I wrote about my habits earlier, but over the past month, I’ve doubled down—cutting out sugar and alcohol, and adding cold plunge + sauna 3x/week. My body feels better than it has in a long time.

It’s not about being perfect—just consistently taking care of myself. When I feel good physically and mentally, I can channel that energy into everything else—learning, building, advising, relationships, and simply enjoying life.

Attention Is the Most Important Currency

I’ve realized that attention is everything. Where I put my focus directly impacts the quality of my life. Every app, every notification, every dopamine hit is competing for my attention. This year, I made huge changes:

  • No social media. No notifications. No unread badges on my phone.
  • No doomscrolling, no random news, no wasted distractions.
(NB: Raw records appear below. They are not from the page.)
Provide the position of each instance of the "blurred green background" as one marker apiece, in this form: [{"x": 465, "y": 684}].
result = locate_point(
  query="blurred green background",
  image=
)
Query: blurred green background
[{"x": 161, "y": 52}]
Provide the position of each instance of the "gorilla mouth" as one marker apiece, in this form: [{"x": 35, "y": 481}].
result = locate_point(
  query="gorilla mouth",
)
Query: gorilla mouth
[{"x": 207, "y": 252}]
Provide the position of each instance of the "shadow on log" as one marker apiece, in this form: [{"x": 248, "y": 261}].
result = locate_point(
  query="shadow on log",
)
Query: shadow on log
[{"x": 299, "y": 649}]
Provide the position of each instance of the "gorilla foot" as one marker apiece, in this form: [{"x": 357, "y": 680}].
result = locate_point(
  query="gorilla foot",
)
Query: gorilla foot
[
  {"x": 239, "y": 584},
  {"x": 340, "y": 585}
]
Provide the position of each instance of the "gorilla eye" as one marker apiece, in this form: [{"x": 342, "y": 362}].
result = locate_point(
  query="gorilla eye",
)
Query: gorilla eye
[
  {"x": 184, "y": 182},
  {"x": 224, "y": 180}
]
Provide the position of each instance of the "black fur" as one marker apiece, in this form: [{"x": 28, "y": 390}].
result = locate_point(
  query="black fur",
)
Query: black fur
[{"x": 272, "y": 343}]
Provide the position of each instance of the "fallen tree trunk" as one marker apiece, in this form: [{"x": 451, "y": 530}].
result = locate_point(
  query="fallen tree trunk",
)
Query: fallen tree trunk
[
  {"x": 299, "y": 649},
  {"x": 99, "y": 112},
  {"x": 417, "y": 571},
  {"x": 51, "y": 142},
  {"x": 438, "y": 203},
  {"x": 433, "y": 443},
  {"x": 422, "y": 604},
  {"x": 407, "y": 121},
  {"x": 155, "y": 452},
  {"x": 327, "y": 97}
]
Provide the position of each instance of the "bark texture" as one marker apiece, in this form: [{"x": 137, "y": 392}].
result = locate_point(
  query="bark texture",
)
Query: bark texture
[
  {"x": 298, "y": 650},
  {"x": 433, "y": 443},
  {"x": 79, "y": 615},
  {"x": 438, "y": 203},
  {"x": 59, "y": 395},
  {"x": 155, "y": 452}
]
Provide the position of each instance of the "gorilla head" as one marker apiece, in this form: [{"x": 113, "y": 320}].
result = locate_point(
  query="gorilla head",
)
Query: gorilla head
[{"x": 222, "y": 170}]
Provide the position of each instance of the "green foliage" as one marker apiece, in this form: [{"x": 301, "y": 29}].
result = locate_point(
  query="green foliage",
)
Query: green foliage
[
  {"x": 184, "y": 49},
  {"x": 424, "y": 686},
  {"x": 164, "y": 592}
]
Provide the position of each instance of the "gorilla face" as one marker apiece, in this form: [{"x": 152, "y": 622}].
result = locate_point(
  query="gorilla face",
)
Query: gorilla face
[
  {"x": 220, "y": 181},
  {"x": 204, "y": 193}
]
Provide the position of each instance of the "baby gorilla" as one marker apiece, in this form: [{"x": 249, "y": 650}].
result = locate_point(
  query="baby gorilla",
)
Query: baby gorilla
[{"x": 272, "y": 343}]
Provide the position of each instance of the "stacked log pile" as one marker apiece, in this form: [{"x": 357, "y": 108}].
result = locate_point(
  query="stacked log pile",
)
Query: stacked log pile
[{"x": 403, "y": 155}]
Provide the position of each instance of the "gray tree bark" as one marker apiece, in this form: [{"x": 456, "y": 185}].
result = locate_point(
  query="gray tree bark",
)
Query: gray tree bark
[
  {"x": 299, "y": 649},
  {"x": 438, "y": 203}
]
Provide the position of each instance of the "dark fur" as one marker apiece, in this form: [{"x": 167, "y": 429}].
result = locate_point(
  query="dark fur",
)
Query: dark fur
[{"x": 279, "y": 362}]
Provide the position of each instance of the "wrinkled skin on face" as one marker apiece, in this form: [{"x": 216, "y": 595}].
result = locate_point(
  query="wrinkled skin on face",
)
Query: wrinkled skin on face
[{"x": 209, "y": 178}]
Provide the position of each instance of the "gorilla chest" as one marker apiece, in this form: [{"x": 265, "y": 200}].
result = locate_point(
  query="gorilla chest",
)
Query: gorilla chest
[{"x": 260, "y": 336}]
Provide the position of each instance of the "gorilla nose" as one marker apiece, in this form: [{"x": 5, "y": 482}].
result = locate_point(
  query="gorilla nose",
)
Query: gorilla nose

If I check my phone, it’s intentional—not because something external told me to. It’s been empowering to reclaim my attention. My mind feels clearer, more present, and more focused than ever.

Redefining Productivity & Time

I’ve spent decades defining my worth by how much I get done. This year, I let go of that. I still get things done, but at a pace that lets me enjoy the process instead of just trying to check things off a list. The to-do list will never end. Not everything needs to get done this week or even this year. The important things always get done. Everything else? It can wait.

The Power of Hobbies & Making Progress Over Time

One of the biggest lessons? Hobbies add meaning to life in ways I never fully understood before. I used to think of them as side activities—things you did if you had extra time. But this year, I’ve seen firsthand how having something to pour my energy into outside of work gives me a deep sense of fulfillment. It’s not about being productive—it’s about feeling alive.

For me, that feeling comes through golf and piano. Before I started either, I doubted whether I’d ever be good at them. But in just half a year, I’ve made more progress than I ever expected. They’ve shown me how small, consistent effort compounds over time. I now truly believe that with a little practice every day, I can do anything.

Let Go of the Stories You Tell Yourself

I’ve caught myself in so many limiting narratives this year.

  • “I’m just not good at golf today.”
  • “I don’t have the creativity to build something new.”
  • “I’ll never be able to play this song on piano.”

None of these are true, they’re just stories I was telling myself. And every time I challenged them, I proved myself wrong. I saw this play out on the golf course so many times—thinking I wasn’t “on” that day, only to drop that narrative and suddenly start hitting great shots. It’s a reminder that we are capable of so much more than we think.

Accepting the Duality of Life

One major takeaway from the silent meditation retreat was that everything in life comes with good and bad.

  • Relationships bring love and challenges.
  • Work brings purpose and stress.
  • Kids bring joy and exhaustion.

I used to resist the “bad,” wanting everything to just be good. But now, I see that you can’t have one without the other. True peace comes from accepting both—not fighting reality, but flowing with it.

Looking Ahead

This past year has been about detaching my identity from work, reconnecting with myself, and finding joy in the things that truly matter. For 2025, I want to:

  • Build again, but in a way that feels fun, sustainable, and aligned.
  • Follow what lights me up instead of trying to plan the “perfect” path.
  • Operate from a place of abundance, not scarcity—from love, not pressure.
  • Continue deepening my relationships, health, and inner work.
  • Show up fully present for my family and the people who matter most.

I’m stepping into this next chapter with a sense of trust—trust in myself, in the process, and in the unfolding of life. I don’t have everything figured out, but I don’t need to. The best things have always come from following what excites me, staying open, and taking the next step.